Chlamydia pecorum Infection in the Male Reproductive System of Koalas (Phascolarctos cinereus)

Palmieri, Chiara, Hulse, Lyndal, Pagliarani, Sara, Larkin, Rebecca, Higgins, Damien P., Beagley, Kenneth, Johnston, Stephen
Veterinary pathology 2019 v.56 no.2 pp. 300-306
Chlamydia, Chlamydophila pecorum, Phascolarctos cinereus, animal pathology, antigens, chlamydiosis, cytoplasm, epidemiology, epididymis, epithelial cells, hospitals, immunohistochemistry, inflammation, males, quantitative polymerase chain reaction, sexual maturity, urethra, Queensland
Chlamydiosis is the most documented and serious disease of koalas, characterized by ocular, urinary, and reproductive lesions.
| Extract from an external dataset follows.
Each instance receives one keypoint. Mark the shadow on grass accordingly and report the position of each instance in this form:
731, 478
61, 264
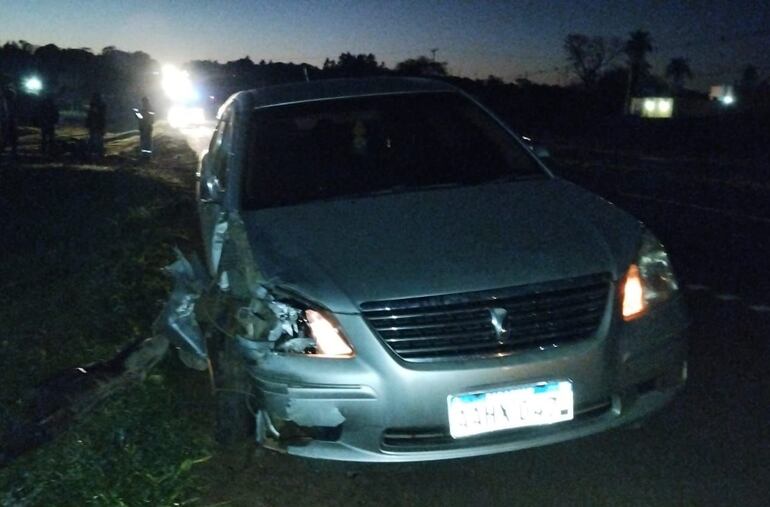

Since little attention has been paid to the pathological effects of this infection in the male reproductive system, we aimed to determine the incidence and severity of reproductive pathology associated with chlamydial infection in male koalas submitted to koala hospitals in southeast Queensland. The entire reproductive tract from 62 sexually mature male koalas not suitable for rehabilitation was evaluated and 677 tissue samples were collected for histology, immunohistochemistry (IHC), and real-time polymerase chain reaction (qPCR). Lymphoplasmacytic inflammation was observed in 178 of 677 (26.3%) tissue samples from the upper and lower reproductive tract, mainly in the prostatic, penile, and membranous urethra. IHC was positive for the chlamydial antigen in 19 of 451 normal samples (4.2%) and 46 of 178 samples with inflammation (25.8%), located within the cytoplasm of epithelial cells of the epididymis, vas deferens, prostate, bulbourethral glands, and the prostatic membranous and penile urethra. Chlamydia pecorum was detected via qPCR in 319 of 451 normal samples (70.7%) and 159 of 178 samples with inflammation (89.3%), with the highest incidence in the penile urethra, prostate, membranous urethra, and bulbourethral glands. This study suggests that Chlamydia infection in the male reproductive tract is more widespread than originally thought. Furthermore, the male reproductive tract might be a reservoir for persistent chlamydial infections in koalas, with important implications for prophylactic strategies and epidemiology.